Les Algériennes ne plaisantent pas. Une simple photo prise par une “soeur” dans une soirée peut devenir un terrible instrument de chantage lorsqu'on menace de l'envoyer au “bled”. Planquées parmi les planquées, elles ont passé la frontière à l'aide d'un visa acheté à prix d'or par d'occultes passeurs. Elles ont détruit leurs papiers d'identité depuis longtemps. Sans nom, sans droit, elle craignent les rafles épisodiques et le dépôt.
Quand arrive le moment crucial de l'identification de la personne par l'Algérie, certaines soutiennent être Françaises. Les autres donnent une fausse identité algérienne, prétendent ne pas connaître l'hymne national qu'on leur fait chanter, se trompent dans la géographie.

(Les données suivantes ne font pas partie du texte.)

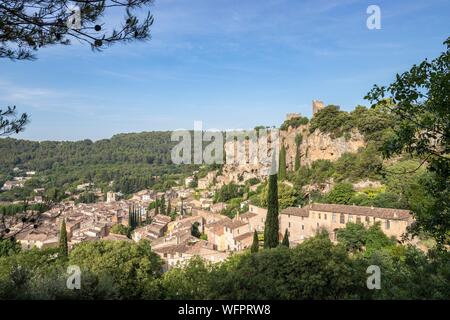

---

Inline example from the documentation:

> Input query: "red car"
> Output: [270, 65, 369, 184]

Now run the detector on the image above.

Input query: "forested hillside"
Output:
[0, 132, 197, 199]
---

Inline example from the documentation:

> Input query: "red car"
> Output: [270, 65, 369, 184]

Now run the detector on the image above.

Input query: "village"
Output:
[10, 166, 414, 270]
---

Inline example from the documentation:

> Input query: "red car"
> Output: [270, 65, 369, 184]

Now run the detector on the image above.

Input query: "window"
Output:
[356, 217, 361, 224]
[288, 214, 291, 219]
[302, 225, 304, 230]
[340, 214, 345, 224]
[317, 222, 319, 228]
[318, 213, 321, 219]
[385, 220, 390, 230]
[288, 222, 291, 228]
[365, 216, 370, 224]
[348, 215, 353, 222]
[324, 214, 327, 220]
[332, 213, 337, 223]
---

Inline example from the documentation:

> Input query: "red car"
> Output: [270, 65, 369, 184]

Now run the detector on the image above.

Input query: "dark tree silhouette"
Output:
[0, 0, 155, 60]
[0, 106, 28, 136]
[0, 0, 155, 137]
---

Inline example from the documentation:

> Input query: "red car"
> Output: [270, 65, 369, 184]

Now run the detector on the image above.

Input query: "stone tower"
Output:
[312, 100, 325, 116]
[106, 191, 116, 203]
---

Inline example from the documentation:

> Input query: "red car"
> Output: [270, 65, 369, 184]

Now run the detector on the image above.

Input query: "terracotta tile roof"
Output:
[154, 243, 190, 255]
[280, 207, 309, 217]
[234, 231, 254, 242]
[308, 203, 411, 220]
[224, 220, 248, 230]
[238, 212, 258, 220]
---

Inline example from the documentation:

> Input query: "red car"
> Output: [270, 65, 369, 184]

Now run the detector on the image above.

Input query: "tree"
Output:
[0, 0, 155, 61]
[0, 238, 20, 257]
[110, 224, 132, 238]
[281, 229, 290, 247]
[325, 183, 355, 204]
[278, 144, 287, 180]
[0, 106, 28, 136]
[154, 199, 159, 215]
[336, 222, 367, 253]
[160, 196, 166, 215]
[68, 240, 163, 299]
[59, 219, 68, 258]
[251, 230, 259, 253]
[191, 222, 201, 238]
[264, 174, 279, 249]
[365, 38, 450, 247]
[167, 200, 171, 215]
[294, 134, 302, 171]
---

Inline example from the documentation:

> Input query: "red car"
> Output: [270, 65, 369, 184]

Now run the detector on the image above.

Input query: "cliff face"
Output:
[218, 123, 366, 185]
[281, 124, 365, 169]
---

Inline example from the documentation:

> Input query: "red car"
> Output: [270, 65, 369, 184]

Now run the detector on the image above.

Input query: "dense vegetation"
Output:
[0, 132, 199, 201]
[0, 227, 448, 300]
[280, 116, 309, 131]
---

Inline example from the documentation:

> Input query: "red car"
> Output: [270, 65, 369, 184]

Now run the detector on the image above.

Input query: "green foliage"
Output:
[280, 117, 309, 131]
[251, 230, 259, 253]
[281, 229, 290, 247]
[214, 183, 243, 203]
[0, 202, 48, 216]
[309, 105, 352, 138]
[68, 240, 163, 299]
[162, 256, 212, 300]
[59, 219, 68, 259]
[76, 191, 96, 204]
[0, 238, 21, 257]
[264, 174, 279, 249]
[294, 134, 302, 172]
[336, 222, 395, 256]
[110, 224, 132, 238]
[333, 144, 383, 182]
[191, 222, 201, 238]
[0, 132, 198, 200]
[278, 144, 287, 180]
[325, 183, 355, 204]
[0, 233, 448, 300]
[366, 38, 450, 247]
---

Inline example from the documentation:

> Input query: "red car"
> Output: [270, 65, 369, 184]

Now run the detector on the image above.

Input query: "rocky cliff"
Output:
[281, 124, 365, 169]
[217, 123, 366, 185]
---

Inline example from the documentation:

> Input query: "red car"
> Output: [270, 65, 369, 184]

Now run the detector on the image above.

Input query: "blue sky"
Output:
[0, 0, 449, 141]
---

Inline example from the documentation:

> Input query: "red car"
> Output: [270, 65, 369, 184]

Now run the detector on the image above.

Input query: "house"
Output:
[223, 220, 251, 251]
[17, 229, 59, 250]
[200, 197, 213, 210]
[233, 232, 254, 251]
[132, 214, 171, 241]
[1, 180, 24, 191]
[210, 202, 227, 214]
[204, 217, 231, 251]
[154, 239, 229, 270]
[236, 204, 267, 232]
[279, 203, 413, 245]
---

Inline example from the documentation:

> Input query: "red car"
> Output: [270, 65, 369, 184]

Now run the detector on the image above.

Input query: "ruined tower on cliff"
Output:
[312, 100, 325, 116]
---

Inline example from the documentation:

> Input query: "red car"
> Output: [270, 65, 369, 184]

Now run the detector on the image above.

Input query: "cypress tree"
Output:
[264, 174, 279, 249]
[155, 199, 159, 215]
[161, 196, 166, 215]
[294, 134, 302, 171]
[167, 200, 171, 216]
[251, 230, 259, 253]
[128, 206, 132, 227]
[59, 218, 68, 258]
[281, 229, 290, 247]
[278, 144, 286, 180]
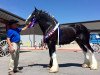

En dernier ressort, l'attitude plus conciliante des fonctionnaires du consulat depuis le début de la guerre civile leur permet d'éviter l'expulsion.

“Leur espérance de vie c'est de la porte de l'aéroport
à l'aire de taxi”

Elles sortent, libres... et reviennent. Car quelques mois plus tard, rien n'a changé. Elles sont toujours transsexuelles, toujours prostituées et toujours en situation irrégulière (lire Le cercle vicieux de la clandestinité). Les procédures d'asile politique ne fonctionnent pas car il n'est pas prouvé qu'elles sont menacées directement par le gouvernement.
“Et pourtant, martèle Fabrice Boudinet, de l'Amicale du Nid, qui suit depuis trois ans certains dossiers de régularisation, ces gens risquent la torture, le viol, leur espérance de vie, c'est de la porte de l'aéroport à l'aire de taxi... nous pensons que ces gens là devraient être régularisés, parce que c'est la loi”. Pour elles, reste en effet l'asile territorial et ses chiffres encourageants : 8 dossiers acceptés en 1998 (Lire Les accueillir oui, les régulariser non).